Racconta Artemio in un suo simpatico ricordo: “Il Diavolo Malacoda (Franco Siniscalchi), segretario di Lucifero (Franco Bicini), trascinava i condannati davanti al Capo per sottoporli a un sommario processo, prima di destinarli ai vari gironi”.

Il buffo è che, dopo la condanna, il diavolo Malacoda spingeva i dannati verso una botola del palcoscenico. Gli attori scendevano attraverso una scaletta, mentre da sotto un collaboratore metteva delle pasticche d’incenso dentro uno scaldino generando un effetto fumo.

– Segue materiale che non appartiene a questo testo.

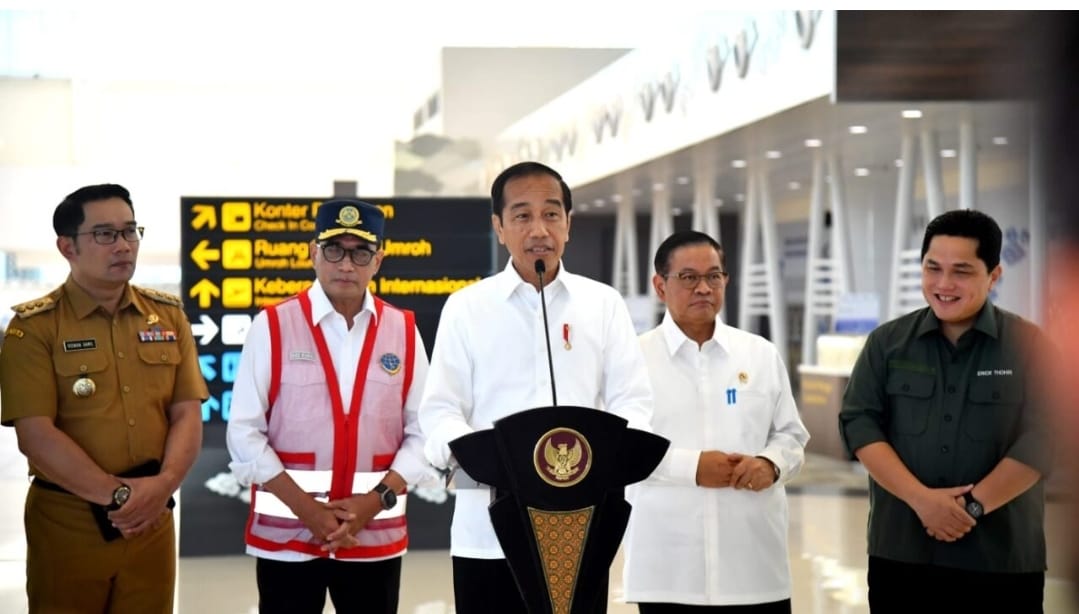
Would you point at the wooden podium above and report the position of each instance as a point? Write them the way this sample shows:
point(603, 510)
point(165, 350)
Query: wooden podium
point(559, 510)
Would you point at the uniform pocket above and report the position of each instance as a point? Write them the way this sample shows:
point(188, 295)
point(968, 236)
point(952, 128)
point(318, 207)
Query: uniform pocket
point(910, 393)
point(993, 408)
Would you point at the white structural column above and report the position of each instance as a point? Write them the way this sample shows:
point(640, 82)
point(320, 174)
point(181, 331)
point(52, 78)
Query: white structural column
point(762, 292)
point(828, 276)
point(931, 163)
point(625, 271)
point(705, 217)
point(968, 163)
point(1039, 243)
point(905, 272)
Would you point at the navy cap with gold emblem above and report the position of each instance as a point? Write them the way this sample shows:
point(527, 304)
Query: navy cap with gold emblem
point(350, 216)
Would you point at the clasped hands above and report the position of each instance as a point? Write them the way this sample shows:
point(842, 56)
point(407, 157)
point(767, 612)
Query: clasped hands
point(719, 469)
point(337, 522)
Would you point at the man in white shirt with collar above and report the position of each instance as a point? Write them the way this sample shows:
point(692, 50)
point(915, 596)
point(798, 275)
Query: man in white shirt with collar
point(708, 532)
point(490, 360)
point(324, 423)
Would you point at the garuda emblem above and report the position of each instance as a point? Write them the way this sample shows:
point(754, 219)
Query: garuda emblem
point(562, 456)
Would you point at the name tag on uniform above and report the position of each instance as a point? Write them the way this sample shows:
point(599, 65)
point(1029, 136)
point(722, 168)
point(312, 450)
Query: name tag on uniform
point(80, 344)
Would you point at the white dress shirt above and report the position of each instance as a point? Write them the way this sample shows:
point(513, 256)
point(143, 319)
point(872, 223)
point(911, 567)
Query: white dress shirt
point(254, 461)
point(490, 360)
point(713, 546)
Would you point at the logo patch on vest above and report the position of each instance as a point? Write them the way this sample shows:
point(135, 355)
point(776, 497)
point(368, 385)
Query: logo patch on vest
point(391, 363)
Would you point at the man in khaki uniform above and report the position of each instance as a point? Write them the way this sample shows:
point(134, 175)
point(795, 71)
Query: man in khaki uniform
point(101, 382)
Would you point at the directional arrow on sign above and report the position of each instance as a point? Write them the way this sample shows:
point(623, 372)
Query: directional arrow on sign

Insomma: la perfetta simulazione di un’atmosfera infernale.

Ed ecco la citazione di don Nazareno.

Appariva un pretino, preciso, elegantissimo, con una vera tonaca confezionata da Giannino Tei, specialista del ramo, in quanto cuciva realmente tonache per preti “veri”.

Entrava dunque in scena don Nazareno. O meglio: il suo sosia. Raffaele Malà, nel ruolo del prete, che si lamentava dicendo: “Ma io sono un prete perbene e devoto. Non capisco perché mi avete portato qui”.

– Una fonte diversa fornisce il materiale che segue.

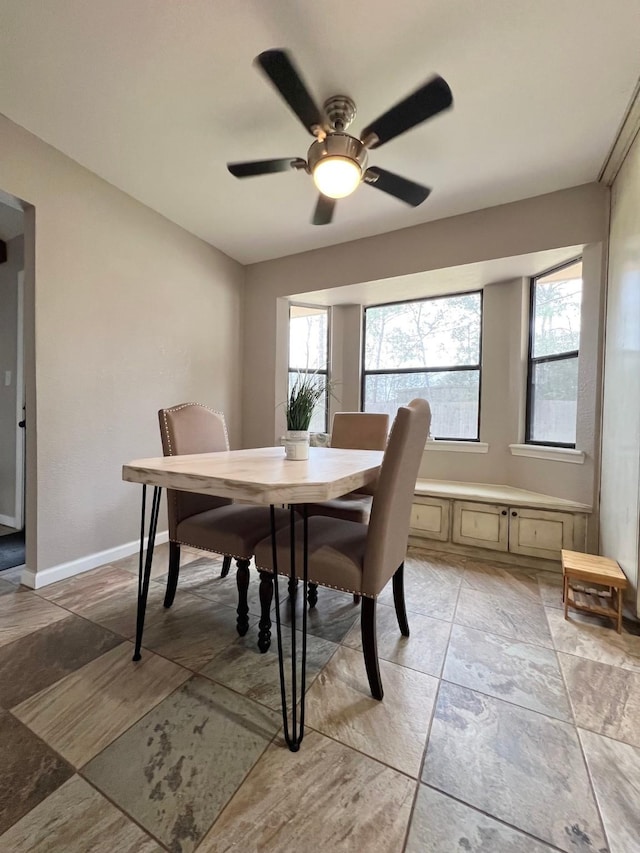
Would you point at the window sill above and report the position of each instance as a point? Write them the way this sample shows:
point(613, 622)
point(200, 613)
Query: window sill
point(458, 446)
point(553, 454)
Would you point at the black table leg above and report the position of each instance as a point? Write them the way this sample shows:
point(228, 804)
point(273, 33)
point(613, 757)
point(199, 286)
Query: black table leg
point(144, 571)
point(294, 736)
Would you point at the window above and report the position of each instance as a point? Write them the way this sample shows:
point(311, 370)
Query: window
point(309, 353)
point(554, 341)
point(429, 348)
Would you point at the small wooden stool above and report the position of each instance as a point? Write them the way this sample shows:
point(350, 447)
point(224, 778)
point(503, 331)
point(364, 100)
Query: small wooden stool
point(594, 570)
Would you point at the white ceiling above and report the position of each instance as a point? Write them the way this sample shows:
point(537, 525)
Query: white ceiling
point(156, 96)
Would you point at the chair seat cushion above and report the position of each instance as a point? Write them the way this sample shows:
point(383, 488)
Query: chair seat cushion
point(234, 529)
point(352, 507)
point(336, 552)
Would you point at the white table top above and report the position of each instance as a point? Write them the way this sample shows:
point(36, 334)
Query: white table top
point(261, 475)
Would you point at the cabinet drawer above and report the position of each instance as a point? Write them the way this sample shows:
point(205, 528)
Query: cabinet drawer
point(482, 525)
point(540, 533)
point(430, 518)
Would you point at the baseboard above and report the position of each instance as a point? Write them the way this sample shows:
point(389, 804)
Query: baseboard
point(36, 580)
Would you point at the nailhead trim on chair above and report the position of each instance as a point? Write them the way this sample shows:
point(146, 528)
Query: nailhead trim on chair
point(325, 585)
point(211, 551)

La riposta: “Perché sono quattro anni che hai cominciato a costruire la nuova chiesa all’Elce e non sei riuscito a completarla”.

“Mica ho colpa io – ribatteva il finto don Nazareno – è che mancano i soldi!”.

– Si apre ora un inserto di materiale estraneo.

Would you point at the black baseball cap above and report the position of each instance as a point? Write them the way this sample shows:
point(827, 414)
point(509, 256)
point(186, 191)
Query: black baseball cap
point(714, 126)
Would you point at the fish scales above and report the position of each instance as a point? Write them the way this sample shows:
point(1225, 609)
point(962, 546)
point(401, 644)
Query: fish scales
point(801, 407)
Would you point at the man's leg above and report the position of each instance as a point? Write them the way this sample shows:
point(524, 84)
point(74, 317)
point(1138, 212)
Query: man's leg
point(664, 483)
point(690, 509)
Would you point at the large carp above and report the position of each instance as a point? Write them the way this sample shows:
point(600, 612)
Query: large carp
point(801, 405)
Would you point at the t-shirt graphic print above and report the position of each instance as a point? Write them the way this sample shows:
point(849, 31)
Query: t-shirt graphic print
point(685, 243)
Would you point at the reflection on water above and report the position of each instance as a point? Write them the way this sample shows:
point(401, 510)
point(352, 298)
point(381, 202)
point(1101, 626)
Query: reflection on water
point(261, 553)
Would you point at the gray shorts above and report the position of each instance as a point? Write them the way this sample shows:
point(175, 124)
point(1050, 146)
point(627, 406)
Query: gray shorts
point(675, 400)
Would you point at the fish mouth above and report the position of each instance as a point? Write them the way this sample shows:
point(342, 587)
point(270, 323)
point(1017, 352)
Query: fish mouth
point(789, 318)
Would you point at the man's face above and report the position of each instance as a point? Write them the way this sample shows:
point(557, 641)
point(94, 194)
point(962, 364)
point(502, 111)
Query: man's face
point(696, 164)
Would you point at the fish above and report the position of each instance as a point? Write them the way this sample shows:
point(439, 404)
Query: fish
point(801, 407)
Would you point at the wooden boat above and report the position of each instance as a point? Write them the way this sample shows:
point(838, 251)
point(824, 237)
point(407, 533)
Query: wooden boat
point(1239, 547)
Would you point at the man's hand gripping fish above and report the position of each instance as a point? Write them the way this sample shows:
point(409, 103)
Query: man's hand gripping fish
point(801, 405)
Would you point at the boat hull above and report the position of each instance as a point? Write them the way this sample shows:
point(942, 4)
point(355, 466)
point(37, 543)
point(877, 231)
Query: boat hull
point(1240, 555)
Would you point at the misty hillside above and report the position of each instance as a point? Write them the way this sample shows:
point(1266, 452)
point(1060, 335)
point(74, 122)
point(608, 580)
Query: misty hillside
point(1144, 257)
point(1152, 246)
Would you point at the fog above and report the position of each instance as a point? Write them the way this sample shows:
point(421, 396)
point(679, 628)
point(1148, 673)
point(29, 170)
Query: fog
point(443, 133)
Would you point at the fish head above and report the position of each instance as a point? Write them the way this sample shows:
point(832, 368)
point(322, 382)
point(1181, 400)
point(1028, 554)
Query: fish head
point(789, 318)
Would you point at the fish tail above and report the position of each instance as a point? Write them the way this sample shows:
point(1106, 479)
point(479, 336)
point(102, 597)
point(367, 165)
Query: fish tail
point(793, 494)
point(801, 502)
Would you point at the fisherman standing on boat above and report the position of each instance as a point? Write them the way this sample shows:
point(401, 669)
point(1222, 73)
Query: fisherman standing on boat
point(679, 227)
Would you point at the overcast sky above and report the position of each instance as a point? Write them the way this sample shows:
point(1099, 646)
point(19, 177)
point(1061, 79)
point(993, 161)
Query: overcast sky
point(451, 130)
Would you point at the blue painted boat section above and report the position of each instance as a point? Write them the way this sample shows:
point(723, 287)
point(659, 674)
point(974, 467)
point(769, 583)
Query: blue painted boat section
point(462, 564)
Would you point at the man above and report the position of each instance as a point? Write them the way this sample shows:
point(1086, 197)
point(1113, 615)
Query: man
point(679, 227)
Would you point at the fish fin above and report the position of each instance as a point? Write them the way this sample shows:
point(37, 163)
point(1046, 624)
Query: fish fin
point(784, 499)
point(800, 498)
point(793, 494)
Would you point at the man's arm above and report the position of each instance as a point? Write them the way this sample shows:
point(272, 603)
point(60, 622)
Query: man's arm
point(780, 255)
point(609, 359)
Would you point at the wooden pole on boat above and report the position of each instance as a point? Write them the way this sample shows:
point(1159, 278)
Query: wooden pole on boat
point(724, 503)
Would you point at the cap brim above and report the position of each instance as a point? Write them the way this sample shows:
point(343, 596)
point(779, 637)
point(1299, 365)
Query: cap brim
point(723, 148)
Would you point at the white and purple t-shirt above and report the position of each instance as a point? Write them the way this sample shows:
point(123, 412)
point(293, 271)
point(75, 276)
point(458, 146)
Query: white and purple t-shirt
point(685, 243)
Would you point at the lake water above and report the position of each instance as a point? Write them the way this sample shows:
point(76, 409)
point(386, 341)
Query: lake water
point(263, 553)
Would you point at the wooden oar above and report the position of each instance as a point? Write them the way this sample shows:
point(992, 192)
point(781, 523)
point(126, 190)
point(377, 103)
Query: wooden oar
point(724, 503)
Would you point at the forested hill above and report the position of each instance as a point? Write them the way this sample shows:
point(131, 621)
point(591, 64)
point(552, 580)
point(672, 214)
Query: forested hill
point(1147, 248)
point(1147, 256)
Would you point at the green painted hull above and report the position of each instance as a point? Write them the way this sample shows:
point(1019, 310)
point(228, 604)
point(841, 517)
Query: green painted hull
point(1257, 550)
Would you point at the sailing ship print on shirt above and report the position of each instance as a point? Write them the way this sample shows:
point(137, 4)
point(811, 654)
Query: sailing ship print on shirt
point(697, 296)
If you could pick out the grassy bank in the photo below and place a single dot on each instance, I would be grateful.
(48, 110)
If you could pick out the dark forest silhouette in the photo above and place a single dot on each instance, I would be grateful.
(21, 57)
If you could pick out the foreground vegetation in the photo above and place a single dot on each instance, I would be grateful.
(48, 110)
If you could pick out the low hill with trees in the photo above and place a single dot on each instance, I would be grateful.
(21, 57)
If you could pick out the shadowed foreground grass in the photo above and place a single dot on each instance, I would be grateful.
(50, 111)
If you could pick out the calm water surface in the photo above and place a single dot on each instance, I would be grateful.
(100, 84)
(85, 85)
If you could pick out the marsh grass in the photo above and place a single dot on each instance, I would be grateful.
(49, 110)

“Trovali! E poi, prete, vieni qui! Abbassa la testa. Cos’è questo profumo? Che brillantina adoperi?”

“La Tricofilina”

“Ma non ti vergogni?”

“Ma è per mantenere l’ondulazione, mica perché odora!”.

A questo punto, Lucifero ordinava: “Malacoda, buttalo giù nel girone dei vanitosi!”.

“Subito, Capo!”. E il finto don Nazareno scompariva nella botola fra sbuffi di incenso.

Il bello è che il vero don Nazareno, che frequentava il teatrino dei Salesiani, abitando in Porta Sant’Angelo, nell’assistere alla rappresentazione, rideva a crepapelle. Insomma: stava allo scherzo.

La verità è che don Bartocci di capelli ne aveva pochi e teneva fermo il riporto con la brillantina. Da qui il soprannome di “Don Brillantina” che si trascinò per tutta la vita.

Quanto, poi, al rapporto con Giovagnoni, basti ricordare che la chiesa di San Donato include ben otto opere del drammaturgo-scultore (crocifisso, ambone, fonte battesimale, pale d’altare ed altro). Chissà se quelle opere furono mai pagate. O se il buon e religiosissimo Artemio ne avrà fatto dono all’amico “Don Brillantina”.